Oggi a Roma, serve lavorare per permanenza di questo importante progetto

“Stabilizzare i Funzionari dell’Ufficio per il Processo, e insieme a loro la permanenza dell’Ufficio del Processo ben oltre la scadenza del 2026, insieme al varo di un piano di assunzioni per il Ministero della Giustizia, che soffre di una endemica carenza di personale in ragione di un disinvestimento lungo anni. Su questi temi la nostra mobilitazione continuerà fino al raggiungimento dei nostri obiettivi”. Così il segretario nazionale della Fp Cgil, Florindo Oliverio, oggi in occasione del presidio promosso dal sindacato, dopo un incontro con il vicario del capo di Gabinetto del Ministero della Giustizia, Giusi Bartolozzi.

Presidio che ha visto la partecipazione di oltre cento lavoratrici e lavoratori impegnati come Funzionari dell’Ufficio del Processo del Ministero della Giustizia e della Giustizia Amministrativa (Consiglio di Stato e Tar). Nel corso dell’incontro, fa sapere Oliverio, “abbiamo rappresentato che questi lavoratori oggi impegnati abbiano davanti una prospettiva di stabilizzazione. Per questo abbiamo chiesto un impegno perché già all’indomani dell’approvazione della legge di Bilancio si intrattenga una relazione positiva per ragionare su una organizzazione efficace dei lavori di questo ufficio, progetto importante e ambizioso nato per abbattere il consistente arretrato degli uffici giudiziari, in modo da scavallare i tempi previsti dal Pnrr”.

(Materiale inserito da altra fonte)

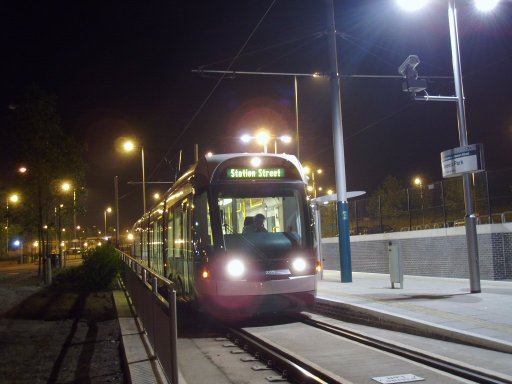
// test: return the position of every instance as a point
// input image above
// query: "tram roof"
(207, 165)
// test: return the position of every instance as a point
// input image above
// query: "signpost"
(461, 160)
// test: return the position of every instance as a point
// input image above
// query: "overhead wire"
(217, 84)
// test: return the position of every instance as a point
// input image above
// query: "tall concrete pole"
(470, 218)
(339, 152)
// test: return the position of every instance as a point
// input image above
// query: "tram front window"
(268, 220)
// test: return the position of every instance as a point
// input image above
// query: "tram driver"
(256, 225)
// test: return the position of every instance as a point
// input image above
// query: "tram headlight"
(298, 265)
(235, 268)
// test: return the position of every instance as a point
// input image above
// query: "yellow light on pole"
(128, 146)
(108, 210)
(14, 198)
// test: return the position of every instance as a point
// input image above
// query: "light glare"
(411, 5)
(299, 264)
(235, 268)
(486, 5)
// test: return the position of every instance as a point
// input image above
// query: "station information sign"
(457, 161)
(255, 173)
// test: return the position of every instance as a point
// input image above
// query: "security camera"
(408, 70)
(409, 65)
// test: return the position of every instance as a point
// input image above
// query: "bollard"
(48, 274)
(395, 266)
(173, 325)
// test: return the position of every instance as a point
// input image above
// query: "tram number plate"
(405, 378)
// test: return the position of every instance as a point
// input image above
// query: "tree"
(393, 199)
(50, 155)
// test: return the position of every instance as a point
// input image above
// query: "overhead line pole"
(339, 151)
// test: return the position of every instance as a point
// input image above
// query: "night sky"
(121, 69)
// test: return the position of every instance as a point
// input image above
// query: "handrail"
(148, 305)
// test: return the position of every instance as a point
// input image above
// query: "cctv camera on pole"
(407, 69)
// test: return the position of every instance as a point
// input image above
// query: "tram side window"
(178, 232)
(283, 214)
(202, 224)
(170, 234)
(156, 254)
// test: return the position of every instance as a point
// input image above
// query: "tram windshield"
(263, 220)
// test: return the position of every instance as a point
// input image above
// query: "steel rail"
(290, 367)
(422, 358)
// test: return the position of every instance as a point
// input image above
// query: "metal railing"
(156, 313)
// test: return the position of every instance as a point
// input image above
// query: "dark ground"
(50, 335)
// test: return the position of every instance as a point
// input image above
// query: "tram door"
(188, 259)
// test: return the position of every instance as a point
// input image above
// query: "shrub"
(100, 267)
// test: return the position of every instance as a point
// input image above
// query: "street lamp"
(129, 146)
(66, 187)
(14, 199)
(263, 138)
(108, 210)
(419, 183)
(307, 171)
(470, 217)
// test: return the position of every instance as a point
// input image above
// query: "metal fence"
(157, 314)
(432, 205)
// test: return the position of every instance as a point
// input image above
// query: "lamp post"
(339, 151)
(66, 187)
(108, 210)
(13, 198)
(470, 217)
(129, 146)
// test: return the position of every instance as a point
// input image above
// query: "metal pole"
(297, 116)
(116, 193)
(470, 218)
(74, 216)
(144, 197)
(443, 202)
(143, 181)
(339, 153)
(7, 228)
(409, 208)
(173, 325)
(318, 229)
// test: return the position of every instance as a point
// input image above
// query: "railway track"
(296, 366)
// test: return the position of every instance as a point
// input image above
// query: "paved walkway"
(436, 306)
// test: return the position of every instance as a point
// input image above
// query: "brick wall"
(435, 252)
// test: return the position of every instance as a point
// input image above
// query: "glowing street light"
(108, 210)
(129, 146)
(419, 183)
(14, 199)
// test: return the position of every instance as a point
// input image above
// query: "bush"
(101, 265)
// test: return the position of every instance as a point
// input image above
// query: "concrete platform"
(431, 306)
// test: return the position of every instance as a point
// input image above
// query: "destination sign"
(255, 173)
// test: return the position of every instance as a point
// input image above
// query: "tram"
(202, 235)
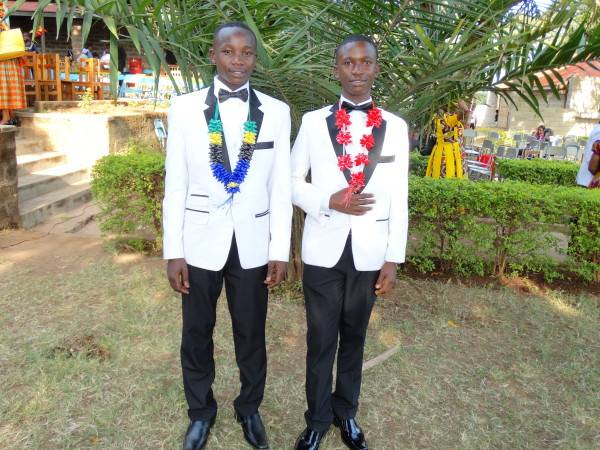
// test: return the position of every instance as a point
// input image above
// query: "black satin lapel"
(379, 136)
(337, 147)
(211, 102)
(255, 113)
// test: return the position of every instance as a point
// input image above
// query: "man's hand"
(358, 205)
(178, 275)
(387, 279)
(276, 271)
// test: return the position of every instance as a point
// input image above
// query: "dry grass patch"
(477, 368)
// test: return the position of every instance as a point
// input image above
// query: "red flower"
(374, 117)
(345, 162)
(343, 138)
(367, 141)
(342, 118)
(361, 158)
(357, 181)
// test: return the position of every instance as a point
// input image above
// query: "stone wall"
(9, 208)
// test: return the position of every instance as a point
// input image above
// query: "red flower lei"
(367, 142)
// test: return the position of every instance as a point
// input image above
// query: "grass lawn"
(89, 358)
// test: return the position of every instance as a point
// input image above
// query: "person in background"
(589, 165)
(12, 84)
(105, 60)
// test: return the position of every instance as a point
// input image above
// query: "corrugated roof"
(30, 7)
(581, 70)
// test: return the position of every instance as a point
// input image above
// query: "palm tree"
(432, 53)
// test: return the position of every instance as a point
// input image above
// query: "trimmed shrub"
(483, 228)
(129, 189)
(538, 171)
(498, 228)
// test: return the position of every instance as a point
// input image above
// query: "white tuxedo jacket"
(197, 219)
(378, 236)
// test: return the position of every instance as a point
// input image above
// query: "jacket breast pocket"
(262, 214)
(386, 159)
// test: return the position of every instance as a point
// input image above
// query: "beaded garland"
(231, 181)
(367, 142)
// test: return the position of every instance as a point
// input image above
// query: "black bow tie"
(226, 95)
(350, 107)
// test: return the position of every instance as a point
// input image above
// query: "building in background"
(575, 113)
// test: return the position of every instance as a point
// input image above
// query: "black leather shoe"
(254, 430)
(197, 434)
(309, 440)
(351, 433)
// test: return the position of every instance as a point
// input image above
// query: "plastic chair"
(469, 138)
(161, 134)
(483, 169)
(487, 146)
(571, 152)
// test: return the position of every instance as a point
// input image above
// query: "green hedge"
(456, 225)
(497, 228)
(538, 171)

Inoltre, prosegue Oliverio, “abbiamo chiesto garanzie per la stabilizzazione di questi lavoratori a partire da settembre 2024, quando scadranno i loro contratti a tempo determinato. E su questo punto siamo stati rinviati ad un approfondimento che partirà da gennaio con l’amministrazione e con i vertici politici. Si tratta di impegni assunti, non c’è nulla di scritto, e per questo continueremo la nostra azione di presidio e di mobilitazione. Serve stabilizzare il personale che con tanta capacità e dedizione ha contribuito al miglioramento di questo servizio pubblico, per il diritto a una giustizia più veloce ed efficace”, conclude Oliverio.